Story and photos by Emmalee Mauldin/Arizona Sonora News
This year’s superbloom in southern Arizona was a bright and colorful sight that will soon be fading into the glare of summer.
With rains late in the winter season and cooler temperatures continuing through the winter, wildflowers thrived throughout the region from March to April.
“We’ve had more flowers this year than in many years past,” said Andy Fisher, the chief of interpretation and education at Saguaro National Park.
A superbloom is a phenomenon that happens in the desert where an unusually high number of wildflowers blossom in the landscape.

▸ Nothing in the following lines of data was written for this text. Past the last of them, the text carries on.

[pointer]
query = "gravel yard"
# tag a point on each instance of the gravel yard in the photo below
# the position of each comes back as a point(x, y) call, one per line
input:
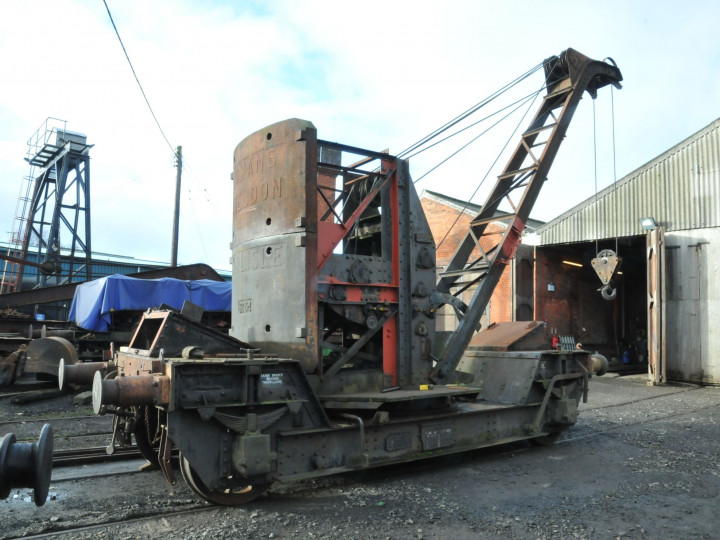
point(642, 462)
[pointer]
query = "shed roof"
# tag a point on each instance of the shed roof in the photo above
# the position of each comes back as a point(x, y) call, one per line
point(680, 189)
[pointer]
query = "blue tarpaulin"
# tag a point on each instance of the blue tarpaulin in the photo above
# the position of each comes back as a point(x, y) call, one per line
point(94, 300)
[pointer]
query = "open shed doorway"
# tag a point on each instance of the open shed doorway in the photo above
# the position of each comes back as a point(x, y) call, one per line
point(567, 297)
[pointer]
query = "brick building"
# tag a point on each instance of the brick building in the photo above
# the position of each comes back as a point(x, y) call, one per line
point(449, 221)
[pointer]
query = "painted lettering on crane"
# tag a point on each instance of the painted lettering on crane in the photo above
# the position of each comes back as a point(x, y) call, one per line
point(257, 193)
point(261, 257)
point(255, 181)
point(257, 163)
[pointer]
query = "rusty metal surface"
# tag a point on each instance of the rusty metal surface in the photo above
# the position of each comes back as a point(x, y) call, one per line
point(505, 336)
point(569, 76)
point(130, 391)
point(274, 241)
point(80, 373)
point(43, 355)
point(606, 264)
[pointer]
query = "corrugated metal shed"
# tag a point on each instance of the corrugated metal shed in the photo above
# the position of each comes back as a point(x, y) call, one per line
point(680, 189)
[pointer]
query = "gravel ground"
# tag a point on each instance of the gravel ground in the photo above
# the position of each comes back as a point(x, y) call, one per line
point(642, 462)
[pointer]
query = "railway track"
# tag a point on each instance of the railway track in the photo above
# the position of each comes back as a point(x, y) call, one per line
point(618, 422)
point(85, 456)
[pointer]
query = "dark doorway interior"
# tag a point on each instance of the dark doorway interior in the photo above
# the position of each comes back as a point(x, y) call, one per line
point(568, 299)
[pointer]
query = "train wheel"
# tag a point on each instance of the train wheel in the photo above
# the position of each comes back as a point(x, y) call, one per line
point(226, 498)
point(146, 434)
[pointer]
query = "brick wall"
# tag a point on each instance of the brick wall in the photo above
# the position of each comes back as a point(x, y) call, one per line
point(441, 217)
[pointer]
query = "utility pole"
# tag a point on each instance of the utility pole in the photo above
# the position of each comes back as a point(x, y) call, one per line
point(176, 220)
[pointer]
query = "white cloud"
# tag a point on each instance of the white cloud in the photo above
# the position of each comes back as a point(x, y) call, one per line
point(373, 74)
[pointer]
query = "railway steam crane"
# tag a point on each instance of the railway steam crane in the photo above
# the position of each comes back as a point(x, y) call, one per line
point(333, 363)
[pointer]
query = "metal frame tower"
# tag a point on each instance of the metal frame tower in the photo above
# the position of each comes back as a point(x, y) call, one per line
point(54, 229)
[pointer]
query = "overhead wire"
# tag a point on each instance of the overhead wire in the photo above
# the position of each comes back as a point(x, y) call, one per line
point(173, 149)
point(127, 57)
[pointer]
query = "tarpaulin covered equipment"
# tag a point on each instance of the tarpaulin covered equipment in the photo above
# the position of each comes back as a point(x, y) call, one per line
point(95, 300)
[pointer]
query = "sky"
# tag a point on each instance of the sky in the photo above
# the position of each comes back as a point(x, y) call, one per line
point(373, 74)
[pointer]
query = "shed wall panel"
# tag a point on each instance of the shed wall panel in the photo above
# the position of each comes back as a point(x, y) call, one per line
point(680, 189)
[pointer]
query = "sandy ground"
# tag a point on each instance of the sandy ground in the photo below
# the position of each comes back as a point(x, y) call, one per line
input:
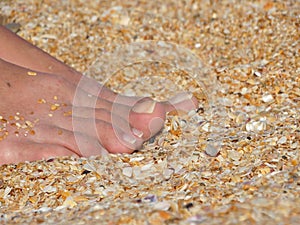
point(234, 161)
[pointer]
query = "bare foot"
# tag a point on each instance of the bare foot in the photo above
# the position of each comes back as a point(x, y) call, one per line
point(45, 115)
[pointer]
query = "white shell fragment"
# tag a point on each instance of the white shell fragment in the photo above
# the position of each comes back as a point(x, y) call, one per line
point(267, 98)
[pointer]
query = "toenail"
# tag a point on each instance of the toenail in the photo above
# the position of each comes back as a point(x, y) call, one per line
point(129, 139)
point(181, 97)
point(144, 107)
point(137, 132)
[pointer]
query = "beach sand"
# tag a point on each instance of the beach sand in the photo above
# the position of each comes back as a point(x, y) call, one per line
point(234, 161)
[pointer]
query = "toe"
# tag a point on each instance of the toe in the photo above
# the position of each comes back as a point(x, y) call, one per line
point(148, 116)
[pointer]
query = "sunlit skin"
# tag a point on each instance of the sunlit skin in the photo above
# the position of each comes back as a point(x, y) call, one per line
point(45, 113)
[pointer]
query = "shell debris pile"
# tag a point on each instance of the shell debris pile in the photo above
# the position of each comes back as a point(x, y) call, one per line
point(250, 47)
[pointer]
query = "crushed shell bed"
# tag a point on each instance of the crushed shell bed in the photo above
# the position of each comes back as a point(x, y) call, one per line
point(238, 164)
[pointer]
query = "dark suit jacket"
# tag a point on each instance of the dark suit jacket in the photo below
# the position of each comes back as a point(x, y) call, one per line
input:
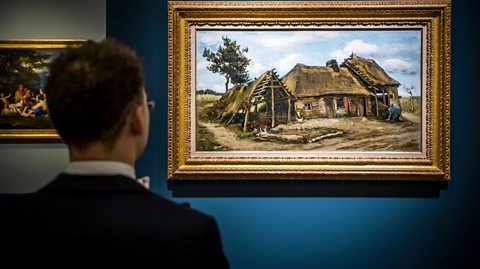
point(86, 220)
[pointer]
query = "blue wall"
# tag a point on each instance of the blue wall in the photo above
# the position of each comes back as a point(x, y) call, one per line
point(326, 224)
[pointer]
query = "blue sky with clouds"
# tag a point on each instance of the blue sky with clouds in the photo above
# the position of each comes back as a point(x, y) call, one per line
point(397, 51)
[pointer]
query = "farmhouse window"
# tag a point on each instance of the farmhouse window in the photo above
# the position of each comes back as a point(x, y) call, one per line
point(308, 106)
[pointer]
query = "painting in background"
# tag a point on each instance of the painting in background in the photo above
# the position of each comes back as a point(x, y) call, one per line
point(23, 75)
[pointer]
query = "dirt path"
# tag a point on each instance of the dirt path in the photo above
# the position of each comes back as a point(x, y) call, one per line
point(359, 134)
point(411, 117)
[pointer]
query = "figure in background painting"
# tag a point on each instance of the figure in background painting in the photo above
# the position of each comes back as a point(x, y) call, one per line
point(5, 99)
point(394, 112)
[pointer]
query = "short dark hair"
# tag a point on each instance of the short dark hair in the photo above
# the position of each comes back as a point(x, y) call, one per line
point(91, 90)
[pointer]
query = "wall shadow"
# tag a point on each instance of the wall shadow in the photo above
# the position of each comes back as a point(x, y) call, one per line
point(304, 188)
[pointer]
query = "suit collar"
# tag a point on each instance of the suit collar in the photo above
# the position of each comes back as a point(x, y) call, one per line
point(93, 183)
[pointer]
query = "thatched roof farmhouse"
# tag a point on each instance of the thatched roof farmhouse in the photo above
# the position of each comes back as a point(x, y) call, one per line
point(358, 87)
point(266, 97)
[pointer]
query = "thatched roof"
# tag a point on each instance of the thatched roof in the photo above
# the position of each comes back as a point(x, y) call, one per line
point(369, 70)
point(306, 81)
point(239, 96)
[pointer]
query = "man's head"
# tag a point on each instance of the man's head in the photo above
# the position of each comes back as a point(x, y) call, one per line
point(96, 93)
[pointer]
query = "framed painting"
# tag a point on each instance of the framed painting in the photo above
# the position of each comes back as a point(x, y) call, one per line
point(353, 90)
point(23, 75)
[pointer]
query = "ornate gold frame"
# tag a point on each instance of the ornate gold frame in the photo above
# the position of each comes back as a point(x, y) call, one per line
point(32, 135)
point(433, 164)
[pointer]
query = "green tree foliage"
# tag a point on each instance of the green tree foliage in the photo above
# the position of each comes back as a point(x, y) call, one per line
point(20, 66)
point(230, 61)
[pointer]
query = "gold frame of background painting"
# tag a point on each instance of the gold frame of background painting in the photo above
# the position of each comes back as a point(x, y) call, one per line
point(282, 123)
point(25, 65)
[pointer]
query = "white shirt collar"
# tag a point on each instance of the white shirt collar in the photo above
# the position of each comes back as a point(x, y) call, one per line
point(100, 168)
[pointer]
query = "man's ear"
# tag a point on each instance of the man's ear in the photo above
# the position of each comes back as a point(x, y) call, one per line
point(137, 121)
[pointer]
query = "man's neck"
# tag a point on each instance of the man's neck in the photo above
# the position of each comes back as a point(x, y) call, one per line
point(99, 152)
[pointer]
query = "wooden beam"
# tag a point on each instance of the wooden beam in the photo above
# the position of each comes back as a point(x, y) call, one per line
point(273, 107)
point(246, 121)
point(289, 116)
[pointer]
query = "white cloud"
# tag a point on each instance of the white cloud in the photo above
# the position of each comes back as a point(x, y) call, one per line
point(202, 66)
point(356, 46)
point(210, 38)
point(398, 66)
point(276, 40)
point(287, 63)
point(256, 69)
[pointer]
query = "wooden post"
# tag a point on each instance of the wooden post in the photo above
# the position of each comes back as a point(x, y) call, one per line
point(273, 104)
point(357, 111)
point(383, 95)
point(334, 105)
point(289, 116)
point(246, 120)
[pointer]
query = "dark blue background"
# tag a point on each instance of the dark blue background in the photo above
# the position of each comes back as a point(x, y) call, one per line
point(327, 224)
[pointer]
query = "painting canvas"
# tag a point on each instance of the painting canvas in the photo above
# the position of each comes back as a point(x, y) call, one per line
point(309, 90)
point(23, 75)
point(314, 90)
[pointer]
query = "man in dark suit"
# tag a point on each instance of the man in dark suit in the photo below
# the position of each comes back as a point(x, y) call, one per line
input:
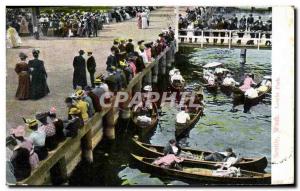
point(111, 60)
point(91, 67)
point(79, 75)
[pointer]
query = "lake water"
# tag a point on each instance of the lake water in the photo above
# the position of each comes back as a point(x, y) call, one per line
point(249, 134)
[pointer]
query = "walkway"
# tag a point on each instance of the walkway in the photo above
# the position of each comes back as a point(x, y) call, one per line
point(58, 54)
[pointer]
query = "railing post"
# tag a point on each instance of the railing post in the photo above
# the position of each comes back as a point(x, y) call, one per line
point(202, 38)
point(258, 40)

One of the most famous wildflower superbloom locations in the United States is in California, at the Carrizo Plain National Monument in San Luis Obispo County. While Arizona’s wildflower’s might not have been to the level of California’s superbloom, there were still more blooms in the region than normal.
“We did see a superbloom in that we had swaths of bright orange poppies and purple lupine in there, and it was just the best we have seen probably in about 15 years,” said Michelle Thompson, the public information officer at the Arizona State Parks and Trails.
Wildflower season and superblooms are mostly caused by a series of weather events from the previous two seasons.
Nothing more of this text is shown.